Retrospective: Bengie Molina and Buster Posey

The San Francisco Giants have successfully dispatched another major league season and with Disneyland just a few hours south, one would hope that the victorious Gigantes can find a more exotic celebratory destination. But while the Giants hit the awards circuit, baseball writers plow on sans fresh material. Enter the retrospective World Series Edition.

There are two primary types of baseball retrospective. The first evaluates actual real life trades to measure their actual real life impact on the swapping clubs. The second evaluates an author’s analysis of a trade, promotion, etc. This article is both.

Certain specific events are relevant to this particular glance at the past:

5/27: An aspiring author publishes his first article for The Hardball Times; a what-to-expect piece on Buster Posey
5/29: Buster Posey is activated; goes 3-4 with 3 RBI
6/30: Bengie Molina is dealt to the Rangers

First, let’s focus on what happened in the real world. Despite getting off to a quick start in April, Molina’s struggles with the bat in May and June led to a feeble .257/.312/.332 triple slash prior to his June 30 trade. Surprisingly, it wasn’t Posey’s bat that forced him out of town: The rookie-of-the-year candidate posted a Molina-esque .259/.289/.341 line over the course of June. Still, that anemic performance wasn’t enough to shake the Giants’ confidence in their prospect, leading to the swap with Texas.

After relocating to Arlington, Molina did his best to blend in with the Rangers’ herd of catching mediocrities. Career backup Matt Treanor led the team’s catchers in games while posting a .270 weighted On Base Average (wOBA). Following the trade, Molina captured the bulk of the duties while contributing a .263 wOBA.

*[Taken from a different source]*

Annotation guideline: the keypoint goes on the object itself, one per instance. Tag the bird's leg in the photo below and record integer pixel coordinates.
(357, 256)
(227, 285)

Thankfully for the Rangers, Molina saved some of his best performances for the postseason. In Game One of the ALDS against the Tampa Bay Rays, Molina contributed a 3-for-4, two-RBI game with a homer that led to a 1-0 series lead (his performance was eclipsed by Cliff Lee and then later in the day, Roy Halladay). Molina broke out the whoopin’ stick again for Game Four of the ALCS, contributing a game best .490 Win Percentage Added (WPA) with his 3-for-four, three RBI line with anothe rhome run. All told, Molina gave the Rangers exactly replacement level performance* along with the keys to two postseason victories.

While Molina manned the dish in Arlington, Posey was finally pressed into full time duty in San Francisco. He was seemingly eager to repay the kindness, nullifying his mediocre first month with a scalding .417/.446/.699 slash in July. While he failed to maintain the Bondsian power, he concluded his rookie season with a fantastic .305/.357/.505 slash, good for a .368 wOBA and 3.9 Wins Above Replacement (WAR).

Posey also put together a great postseason in his rookie year. While his complete line of .288/.354/.390 doesn’t speak of dominance, he handled the Braves and Rangers pitchers ably. Philadelphia was able to hold him to five hits and three walks in 26 plate appearances, but a 4-for-5 outburst in Game Four of the NLCS helped set the stage for an unlikely Juan Uribe walk-off sac fly in the 10th inning.

Assuming Molina would have given the Giants 0 WAR from June through September, sending him to Texas probably earned the Giants about four wins. With the Padres finishing just two games behind the Giants, those four wins were crucial, especially if one or more of them came at the Padres’ expense (for what it’s worth, Posey hit .282/.300/.615 against Padres pitchers).

Part of what made Molina expendable is what we could expect from Posey at the big league level. This was covered in some detail on THT just two days before his promotion. The Posey-specific projections were modest: Oliver called for a .354 wOBA while his major league equivalent line was a hearty .348. Also expected was solid defense and a robust caught-stealing rate. Posey did his best to vindicate the projections. His season wOBA of .368 is probably about one standard deviation above Oliver’s projection. Observers universally praised Posey’s handling of the pitching staff and defensive instincts. He also managed to gun down 23 out of 62 steal attempts (37 percent).

Of course, not everything went perfectly in that previous article. The worst mistake was assuming that Aubrey Huff’s then wOBA of .350 represented a ceiling on his talent. He would later raise it to .388 and undoubtedly raked in a handful of MVP votes. The second mistake is more forgivable. A June 11 call up seemed likely as it coincided with the next home stand and guaranteed to remove Posey from Super-2 consideration. Brian Sabean and company made a mockery of that guesstimate by executing the roster move on May 29.